Brenner-Nordzulauf – ist der ohne Steuererhöhungen und mit Schuldenbremse zu stemmen?

Absolut. Wir investieren auf Rekord-Niveau. Das größte Problem sind nicht die Finanzen, die dem Staat zur Verfügung stehen, sondern die Dauer von Planungs- und Genehmigungsverfahren. Es bleiben jedes Jahr Milliardensummen an eingeplantem Geld übrig.

Beim Brenner-Nordzulauf sind die Österreicher schon weitgehend fertig, während wir mit der Vorplanung noch nicht fertig sind.

Das ist sehr bedauerlich. Aber das ist das Planungs- und Genehmigungsrecht, das wir uns seit vielen Jahren in Deutschland leisten und das jetzt ausgerechnet eine Ampelkoalition angeht. Das muss ein Versprechen sein: Überall, auch für private Vorhaben, die bürokratischen Fesseln zu lösen.

Hier ist es schön, das haben Sie in Aschau selbst festgestellt. Erzählen Sie Ihrem Kollegen Wissing davon? Die Menschen hier vermissen den Verkehrsminister, mit Brenner-Nordzulauf und Blockabfertigung fühlen sie sich alleingelassen.

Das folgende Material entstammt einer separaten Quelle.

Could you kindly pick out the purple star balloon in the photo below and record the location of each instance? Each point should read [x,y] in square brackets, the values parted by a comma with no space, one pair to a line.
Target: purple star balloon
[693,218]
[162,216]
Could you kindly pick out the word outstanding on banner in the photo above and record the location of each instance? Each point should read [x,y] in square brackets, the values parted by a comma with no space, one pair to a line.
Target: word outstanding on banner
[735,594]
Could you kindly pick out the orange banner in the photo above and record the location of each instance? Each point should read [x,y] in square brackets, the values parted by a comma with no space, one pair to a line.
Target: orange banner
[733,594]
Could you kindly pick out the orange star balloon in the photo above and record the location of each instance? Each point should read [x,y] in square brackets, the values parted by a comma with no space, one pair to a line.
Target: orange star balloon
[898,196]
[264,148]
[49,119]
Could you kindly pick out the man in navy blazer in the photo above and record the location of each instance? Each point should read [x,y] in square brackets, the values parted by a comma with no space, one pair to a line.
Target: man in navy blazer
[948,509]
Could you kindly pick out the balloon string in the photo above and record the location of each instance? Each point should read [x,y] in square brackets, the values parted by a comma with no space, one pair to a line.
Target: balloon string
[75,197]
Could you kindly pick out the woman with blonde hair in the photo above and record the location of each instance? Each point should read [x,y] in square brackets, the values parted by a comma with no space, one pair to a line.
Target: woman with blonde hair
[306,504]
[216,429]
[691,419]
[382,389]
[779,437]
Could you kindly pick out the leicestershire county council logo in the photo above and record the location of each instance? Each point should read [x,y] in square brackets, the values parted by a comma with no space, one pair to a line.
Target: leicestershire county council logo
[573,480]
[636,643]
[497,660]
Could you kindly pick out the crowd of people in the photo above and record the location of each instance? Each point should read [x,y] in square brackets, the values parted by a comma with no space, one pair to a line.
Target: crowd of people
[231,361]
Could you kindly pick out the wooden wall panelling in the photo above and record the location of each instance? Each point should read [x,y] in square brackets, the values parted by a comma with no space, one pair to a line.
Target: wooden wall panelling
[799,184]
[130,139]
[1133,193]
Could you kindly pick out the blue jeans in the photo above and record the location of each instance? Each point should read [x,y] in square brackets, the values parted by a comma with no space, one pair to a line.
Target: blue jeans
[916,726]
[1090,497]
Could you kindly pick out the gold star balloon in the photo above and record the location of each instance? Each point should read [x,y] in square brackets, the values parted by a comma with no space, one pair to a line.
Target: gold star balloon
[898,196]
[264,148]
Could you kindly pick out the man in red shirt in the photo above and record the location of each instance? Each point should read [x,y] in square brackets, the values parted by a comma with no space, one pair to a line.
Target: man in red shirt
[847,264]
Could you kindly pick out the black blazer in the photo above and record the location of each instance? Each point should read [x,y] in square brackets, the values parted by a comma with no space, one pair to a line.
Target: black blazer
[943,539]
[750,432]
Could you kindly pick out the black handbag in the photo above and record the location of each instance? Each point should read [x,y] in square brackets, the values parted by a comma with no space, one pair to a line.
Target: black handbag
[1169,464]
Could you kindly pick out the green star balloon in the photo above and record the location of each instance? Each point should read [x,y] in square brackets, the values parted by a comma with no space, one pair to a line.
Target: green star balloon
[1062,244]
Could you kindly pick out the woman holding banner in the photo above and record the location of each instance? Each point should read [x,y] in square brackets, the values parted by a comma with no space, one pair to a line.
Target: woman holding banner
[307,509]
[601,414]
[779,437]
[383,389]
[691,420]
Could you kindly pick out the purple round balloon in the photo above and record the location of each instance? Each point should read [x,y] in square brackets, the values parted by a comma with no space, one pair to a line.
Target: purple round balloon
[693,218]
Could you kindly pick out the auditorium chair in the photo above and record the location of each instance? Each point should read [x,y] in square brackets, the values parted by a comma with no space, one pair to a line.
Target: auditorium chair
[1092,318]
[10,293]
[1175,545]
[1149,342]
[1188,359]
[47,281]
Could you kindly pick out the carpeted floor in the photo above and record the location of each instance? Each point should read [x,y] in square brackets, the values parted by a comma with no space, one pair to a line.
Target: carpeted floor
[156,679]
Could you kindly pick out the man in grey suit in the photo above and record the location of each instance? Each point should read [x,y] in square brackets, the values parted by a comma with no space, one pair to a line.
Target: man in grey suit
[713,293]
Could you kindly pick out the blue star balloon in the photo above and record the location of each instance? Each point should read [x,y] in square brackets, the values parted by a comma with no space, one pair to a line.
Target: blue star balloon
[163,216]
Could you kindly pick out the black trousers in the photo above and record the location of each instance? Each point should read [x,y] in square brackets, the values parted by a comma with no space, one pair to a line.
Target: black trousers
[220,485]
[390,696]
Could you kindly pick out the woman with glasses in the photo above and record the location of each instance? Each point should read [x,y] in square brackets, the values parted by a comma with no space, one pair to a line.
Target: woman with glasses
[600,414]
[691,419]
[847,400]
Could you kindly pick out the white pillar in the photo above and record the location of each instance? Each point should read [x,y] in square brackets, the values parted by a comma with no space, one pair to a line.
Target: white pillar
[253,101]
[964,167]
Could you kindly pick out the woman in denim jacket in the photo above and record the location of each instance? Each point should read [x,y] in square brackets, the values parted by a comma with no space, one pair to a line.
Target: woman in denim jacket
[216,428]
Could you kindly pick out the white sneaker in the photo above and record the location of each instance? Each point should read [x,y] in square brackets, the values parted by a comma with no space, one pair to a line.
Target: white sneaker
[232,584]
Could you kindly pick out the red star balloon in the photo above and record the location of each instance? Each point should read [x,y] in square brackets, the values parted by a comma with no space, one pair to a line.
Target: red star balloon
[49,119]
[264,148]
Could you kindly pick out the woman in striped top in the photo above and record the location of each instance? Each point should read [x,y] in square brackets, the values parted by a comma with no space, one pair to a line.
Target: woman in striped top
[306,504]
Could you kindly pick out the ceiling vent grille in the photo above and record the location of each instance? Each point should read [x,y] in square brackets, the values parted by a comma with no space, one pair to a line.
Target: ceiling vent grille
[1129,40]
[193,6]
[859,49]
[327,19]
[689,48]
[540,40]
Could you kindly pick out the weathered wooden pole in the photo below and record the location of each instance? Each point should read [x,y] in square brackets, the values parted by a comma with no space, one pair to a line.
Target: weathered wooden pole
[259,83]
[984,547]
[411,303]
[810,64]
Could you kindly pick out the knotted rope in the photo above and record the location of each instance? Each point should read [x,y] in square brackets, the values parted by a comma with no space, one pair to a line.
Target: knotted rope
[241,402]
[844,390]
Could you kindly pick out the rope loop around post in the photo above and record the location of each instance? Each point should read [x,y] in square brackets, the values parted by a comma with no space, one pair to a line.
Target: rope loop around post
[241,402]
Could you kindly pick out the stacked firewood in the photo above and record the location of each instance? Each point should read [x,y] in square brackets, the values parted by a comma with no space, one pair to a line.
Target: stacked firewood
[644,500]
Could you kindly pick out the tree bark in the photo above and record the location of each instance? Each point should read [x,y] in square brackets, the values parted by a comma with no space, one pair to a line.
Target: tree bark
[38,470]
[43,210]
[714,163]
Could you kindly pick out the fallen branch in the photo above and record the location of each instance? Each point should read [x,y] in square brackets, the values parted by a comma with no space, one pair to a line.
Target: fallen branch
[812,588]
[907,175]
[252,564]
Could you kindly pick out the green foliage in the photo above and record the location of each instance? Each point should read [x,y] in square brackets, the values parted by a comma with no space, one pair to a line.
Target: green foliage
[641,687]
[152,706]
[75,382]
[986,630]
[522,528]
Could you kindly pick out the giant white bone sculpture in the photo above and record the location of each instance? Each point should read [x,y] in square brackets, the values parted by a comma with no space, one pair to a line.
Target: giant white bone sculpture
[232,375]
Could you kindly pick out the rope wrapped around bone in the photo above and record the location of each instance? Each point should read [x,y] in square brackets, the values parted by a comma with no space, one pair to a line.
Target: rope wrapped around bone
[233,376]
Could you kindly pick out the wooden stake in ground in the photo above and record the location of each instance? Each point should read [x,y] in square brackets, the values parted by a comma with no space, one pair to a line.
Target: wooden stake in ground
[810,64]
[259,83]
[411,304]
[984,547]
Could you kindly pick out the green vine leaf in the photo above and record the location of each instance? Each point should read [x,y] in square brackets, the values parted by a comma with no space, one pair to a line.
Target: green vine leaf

Verkehrsminister Volker Wissing tut seine Arbeit. Er ist aber zuständig für 16 Länder, und Bayern wird nicht schlechter behandelt als irgendein anderes Bundesland. Das ist die klare Zusage von Minister Volker Wissing und der Bundesregierung.

Die Abwesenheit bekannter Parteifreunde macht den Landtagswahlkampf für den bayerischen Spitzenkandidaten Martin Hagen nicht einfacher.

Ich bin viele Male in Bayern, und zwar sehr oft im Wahlkampf. Die bayerische FDP hat aber auch jenseits jeder Hilfe aus Berlin starke Argumente. Vor allem hat die bayerische FDP die wesentliche Charakterprobe der vergangenen Jahre bestanden. Während der Corona-Pandemie war es doch die bayerische Staatsregierung unter der Führung von Herrn Söder und Herrn Aiwanger, die in die Bürgerrechte der Menschen eingegriffen hat. Heute wissen wir, es war teilweise unverhältnismäßig. Die bayerische FDP war die demokratische Kraft im Zentrum der Demokratie, die niemals die Gefahr der Pandemie geleugnet, aber immer den Gedanken der Verhältnismäßigkeit von Einschränkungen hochgehalten hat. Als andere über Ausgangssperren nachgedacht haben und die Maskenpflicht selbst unter freiem Himmel beibehalten haben, da war die bayerische FDP Anwalt der Selbstbestimmung und Eigenverantwortung.